ヤン・ゲール (Jan Gehl、1936-) は、デンマーク・コペンハーゲン生まれの建築家です。デンマーク王立芸術大学建築学部の出身で、デンマークの歩行者志向の都市デザインは、彼の功績の一つです。

歩行者や自転車のための都市計画によって、公共空間のアクティビティを生み出そうことに焦点を当てています。

自動車文化の発展

米国の雑誌記者・作家だったジェイン・ジェイコブズが1961年に発表した、『アメリカ大都市の死と生』では、自動車交通の急増によって、都市空間と都市生活は破壊されると言及し、大きな反響を呼びました。

上海の高速道路

徒歩が交通手段として利用される機会が減少しただけでなく、都市空間が社会面と文化面で果たす役割が狭められてきた。都市空間は昔から住民の出会いの場所、社会的交流の場だったが、その役割が縮小され、脅かされ、排除された。

ヤン・ゲール『人間の街』

都市空間の巨大化

自動車交通と建設技術の発達に伴い、都市は高層化・スプロール化していきました。徒歩移動を中心とした時速5キロの街から自動車移動を中心とした時速60キロの街へと変遷していったのです。
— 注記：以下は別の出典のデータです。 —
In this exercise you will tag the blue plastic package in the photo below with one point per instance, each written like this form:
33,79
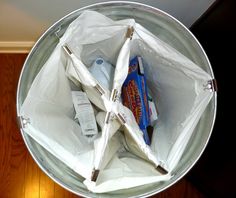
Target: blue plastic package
135,96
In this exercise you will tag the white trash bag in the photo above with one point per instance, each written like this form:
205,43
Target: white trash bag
118,157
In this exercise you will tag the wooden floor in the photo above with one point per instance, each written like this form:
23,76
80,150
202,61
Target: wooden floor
19,174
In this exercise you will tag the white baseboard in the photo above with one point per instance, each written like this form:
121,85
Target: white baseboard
16,46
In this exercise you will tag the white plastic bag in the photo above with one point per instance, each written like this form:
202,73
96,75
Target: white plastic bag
174,80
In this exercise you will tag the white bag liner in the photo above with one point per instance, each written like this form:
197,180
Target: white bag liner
176,84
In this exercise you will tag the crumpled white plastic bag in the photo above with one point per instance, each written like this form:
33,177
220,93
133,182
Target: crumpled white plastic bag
177,88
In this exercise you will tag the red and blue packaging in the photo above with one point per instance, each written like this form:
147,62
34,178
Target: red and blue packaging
135,95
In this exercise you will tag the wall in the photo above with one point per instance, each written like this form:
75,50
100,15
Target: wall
22,22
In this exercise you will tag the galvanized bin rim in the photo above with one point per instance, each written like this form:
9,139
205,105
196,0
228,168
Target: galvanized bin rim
135,5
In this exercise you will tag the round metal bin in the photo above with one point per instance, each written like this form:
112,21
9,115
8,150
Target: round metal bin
162,25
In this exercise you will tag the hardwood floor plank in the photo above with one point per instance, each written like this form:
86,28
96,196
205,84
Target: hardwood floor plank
12,148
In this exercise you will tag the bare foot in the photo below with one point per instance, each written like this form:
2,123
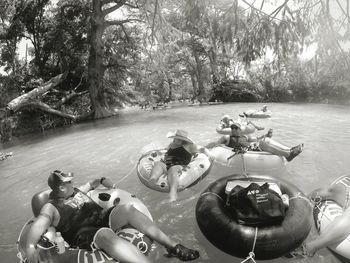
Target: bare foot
173,197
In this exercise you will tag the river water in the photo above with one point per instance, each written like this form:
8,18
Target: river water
111,148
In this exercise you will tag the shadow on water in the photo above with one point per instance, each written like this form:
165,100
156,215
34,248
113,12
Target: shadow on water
111,147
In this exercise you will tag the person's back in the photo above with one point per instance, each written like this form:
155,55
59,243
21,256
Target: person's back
177,156
76,212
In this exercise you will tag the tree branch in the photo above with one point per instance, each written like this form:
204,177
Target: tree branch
17,103
120,22
46,108
118,5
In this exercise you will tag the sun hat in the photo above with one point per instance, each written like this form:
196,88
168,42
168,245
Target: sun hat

時速60キロのスケールは大きな空間と広い道路、大きな建築、大きな騒音をもたらし、歩行者の目には異様なまでに巨大化しています。あまりに人間のスケールを無視しすぎています。時速60キロの建築の中を歩いても、退屈でつまらないのです。

コペンハーゲンは1960年代初頭、ヨーロッパの都市で最初にこの問題に気付き、都市の自動車交通と駐車場の削減を始めました。

ストロイエ

ストロイエ(Strøget)はコペンハーゲンにある全長約1.1 kmの歩行者専用通りです。

ストロイエの街路(Wikipediaより)

オープンカフェが立ち並び、通りは歩行者で賑わっています。

歩行者のための街

近年、「ウォーカブル」「ウォーカブルシティ」という言葉で歩行者のための街デザイン、都市計画が注目を集めています。
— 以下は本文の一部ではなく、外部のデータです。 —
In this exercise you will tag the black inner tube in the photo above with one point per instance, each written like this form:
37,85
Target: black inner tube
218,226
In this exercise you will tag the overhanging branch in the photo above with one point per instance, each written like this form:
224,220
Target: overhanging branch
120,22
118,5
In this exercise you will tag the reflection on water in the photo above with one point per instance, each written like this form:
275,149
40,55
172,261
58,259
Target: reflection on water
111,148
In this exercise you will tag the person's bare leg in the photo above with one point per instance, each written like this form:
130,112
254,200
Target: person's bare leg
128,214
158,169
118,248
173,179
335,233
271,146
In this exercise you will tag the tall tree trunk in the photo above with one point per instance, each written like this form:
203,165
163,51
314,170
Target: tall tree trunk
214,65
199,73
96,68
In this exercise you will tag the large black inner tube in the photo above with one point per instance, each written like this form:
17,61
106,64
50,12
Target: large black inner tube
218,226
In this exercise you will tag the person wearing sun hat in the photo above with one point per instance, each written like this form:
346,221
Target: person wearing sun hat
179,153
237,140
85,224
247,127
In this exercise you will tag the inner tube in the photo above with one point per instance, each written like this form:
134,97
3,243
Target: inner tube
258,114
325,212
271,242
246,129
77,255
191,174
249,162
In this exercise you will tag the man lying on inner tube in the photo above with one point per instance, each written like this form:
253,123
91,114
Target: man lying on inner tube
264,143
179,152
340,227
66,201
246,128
ちなみに2024年に、世界のウォーカブルな都市(歩きやすい都市)トップ10が発表されました。日本の東京は6位にランクインしています。他の9都市がすべてヨーロッパの都市であり、ヨーロッパ以外では、東京が唯一のランクインです。

1. ミュンヘン(ドイツ)
2. ミラノ(イタリア)
3. ワルシャワ(ポーランド)
4. ヘルシンキ(フィンランド)
5. パリ(フランス)
6. 東京(日本)
7. マドリード(スペイン)
8. オスロ(ノルウェー)
9. コペンハーゲン(デンマーク)
10. アムステルダム(オランダ)

4つの目標

➀生き生きした街

街を歩き、自転車に乗る人が増えると、公共空間のアクティビティが増え、生き生きした街になる可能性が高まります。都市は出会いの場所でもあるのです。
生き生きした街に必要なのは高層・高密度開発ではありません。良質で魅力的な都市空間を創造する必要があるのです。

例えば、街のエッジを活用することで、街に賑わいをもたらすことができます。エッジとは建物の街路に面している部分のことです。
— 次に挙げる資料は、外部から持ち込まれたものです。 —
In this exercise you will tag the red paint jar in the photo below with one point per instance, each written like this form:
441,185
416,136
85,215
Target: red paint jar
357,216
ヤン・ゲールは、活動の水準は出来事の数と持続時間の積で表されると主張しました。

ストロイエでは、人々の歩行速度が夏季は冬季よりも35パーセント遅くなる。これは、人数が同じでも街路の活動水準が35パーセント上昇することを意味している。一般に、天気が良いと都市空間の活動水準が劇的に高まる

ヤン・ゲール『人間の街 公共空間のデザイン』

このことから、交通がゆっくりしていると街が生き生きするのです。たとえ人口が減少していても、多くの移動が徒歩で行われれば、自然発生的な滞留が多くみられ、高い水準の活動を維持することができます。

対照的に、自動車中心の都市では、たとえ人口が多くても、交通が高速で、滞留する人がほとんどいません。

➁安全な街

自動車が街に侵入するようになってから、事故率は増加してきました。自動車の誕生によって、都市のスケールと次元は攪乱されてしまったのです。

時速60kmの自動車を中心とした交通空間と都市が整備されることで、時速5kmの徒歩移動をする人間にとって、あまりに人間のスケールを無視した都市空間が誕生してしまったのです。

➂持続可能な街

自動車交通は、騒音や排気ガスといった環境問題を引き起こします。交通体系の大半が「グリーンモビリティ」(徒歩、自転車、公共交通機関)になることで、資源消費を抑え、排出物質を減らし、騒音レベルを下げることができます。

④健康的な街

徒歩や自転車が日常生活の中に組み込まれることで、人々の健康は促進されます。人間は元来、徒歩で移動する生き物です。それが今や自動車でオフィスに向かい、デスクワークをして座っているばかりです。自動車文化は、肥満や身体能力の衰えなどの健康被害を誘発しているのです。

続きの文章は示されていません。